I had two meetings scheduled today; one with a mid-to-late 30s guy and another with an early-to-mid 20s guy. Both are in the media space, each working for hugely influential companies.
The older guy sent me an email this morning saying something came up – let’s postpone. We communicated and rescheduled. These things happen. The second guy never came to the restaurant we were supposed to meet at. Yep, I was stood up.
The younger, impassioned me would be in a fire-filled rage; the older, wiser, more mature me, instead, shrugs it off knowing there are bigger issues in life (but I can still write about it!). Evolution, my friends. Evolution.
I’ve never been stood up before. Ever. Not by a romantic interest. Not for a business meeting. Not by a friend. If a girl, potential client or buddy can’t make it to the appointed location at the allocated time, they have sent some kind of communication: phone, email, text, IM.

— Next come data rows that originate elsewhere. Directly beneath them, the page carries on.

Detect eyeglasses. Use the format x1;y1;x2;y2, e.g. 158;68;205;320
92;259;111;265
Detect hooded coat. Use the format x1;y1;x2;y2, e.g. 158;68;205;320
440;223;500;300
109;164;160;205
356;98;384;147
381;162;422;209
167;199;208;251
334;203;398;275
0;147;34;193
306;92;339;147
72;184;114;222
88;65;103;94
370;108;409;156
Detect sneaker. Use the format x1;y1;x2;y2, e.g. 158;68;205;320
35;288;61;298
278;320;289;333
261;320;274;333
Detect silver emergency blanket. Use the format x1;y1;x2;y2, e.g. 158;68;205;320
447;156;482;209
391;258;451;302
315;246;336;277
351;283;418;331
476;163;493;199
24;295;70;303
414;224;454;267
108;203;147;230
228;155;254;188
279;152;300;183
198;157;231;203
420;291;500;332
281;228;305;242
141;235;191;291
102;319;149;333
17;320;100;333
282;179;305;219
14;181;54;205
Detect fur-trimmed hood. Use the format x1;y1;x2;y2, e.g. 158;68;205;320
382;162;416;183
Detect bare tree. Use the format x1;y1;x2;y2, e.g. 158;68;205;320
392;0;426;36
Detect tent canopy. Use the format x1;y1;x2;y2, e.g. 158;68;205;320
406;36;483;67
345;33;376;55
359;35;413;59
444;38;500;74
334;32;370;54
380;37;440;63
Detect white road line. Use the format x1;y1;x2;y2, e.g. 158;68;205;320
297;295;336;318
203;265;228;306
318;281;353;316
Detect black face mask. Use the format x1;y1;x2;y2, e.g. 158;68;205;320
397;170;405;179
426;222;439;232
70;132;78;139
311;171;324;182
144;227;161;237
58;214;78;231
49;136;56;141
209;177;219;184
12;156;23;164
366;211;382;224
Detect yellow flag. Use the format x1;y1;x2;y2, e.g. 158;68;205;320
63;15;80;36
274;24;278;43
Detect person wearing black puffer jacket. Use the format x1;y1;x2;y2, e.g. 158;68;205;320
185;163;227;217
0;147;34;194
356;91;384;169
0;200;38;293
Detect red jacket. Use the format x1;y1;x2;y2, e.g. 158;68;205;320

Today, I was stood up for a lunch. I don’t know if there was any malicious intent (I can’t really imagine it was on purpose), but the fact is, I waited at the suggested restaurant for an hour. 60 minutes. 3600 seconds. With no phone call, no email, no text. No nothing.
We were scheduled to meet at 1. At 1:30, I sent an email saying, “I’m here if we’re still on,” figuring he was running late and that he’d quickly respond. Nothing. I sent another email at 2pm saying, “Hope everything is OK – It’s now 2 and I need to get back,” thinking I’d get an email, text or call apologizing for not showing up and not contacting me. Nothing. (and to make sure he was OK, when I got home, I checked my twitter feed – and sure enough, there were tweets from his account – so, thankfully, I know he wasn’t in an accident or anything terrible.)
I even confirmed yesterday that we were still on for 1pm. I got a response with the affirmative. “See you then.”
Now, gentle reader, you may be thinking, “Maybe the other person had something come up.” To which I say, a quick text, tweet, email, phone call saying, “can’t make it. talk later” would have sufficed. Just think if you had a business meeting and the person you waited an hour for didn’t show up – would you trust that person to do business with? Now, this wasn’t a business meeting, per se – no official agenda, but as a communications agency owner, there’s usually a fair amount of business talk when I take a lunch – even with friends that I’ve known for 20 years.
Naturally, since both my meetings today were cancelled, it’s easy to draw parallels between the right way and wrong way to communicate (also, since, you know, I communicate for a living, I’m quite sensitive to how others communicate). This experience has also contributed to my running inner-dialogue of ‘generational differences.’
As I’ve been thinking about the notions of generational differences for quite some time, I’ve noticed that no matter how we define different generations, it comes down to us, individually. Your perspective at 33 is a lot different than when you were 23 – so I don’t think the idea of Gen X vs. Millennials is the issue, but instead, that of maturity. It’s no coincidence that the older we become, the more conservative we get. And not just in a political or economic perspective, but how we handle issues, situations and crises. The impulses and indiscretions of our days of invincibility, our youth, give way to reflection and retrospection and responsibility. I’m sure I’ll be having this same discussion when I’m 43, looking back on my 30s, and think, “man, was I dumb then.” Evolution.
Most times, situations dictate how we react and respond. If I were in my 20s and I was stood up, I probably would have been very upset. In my 30s, just water under the bridge. Too many other things in life to irk me; not getting a lunch with someone won’t raise my blood pressure.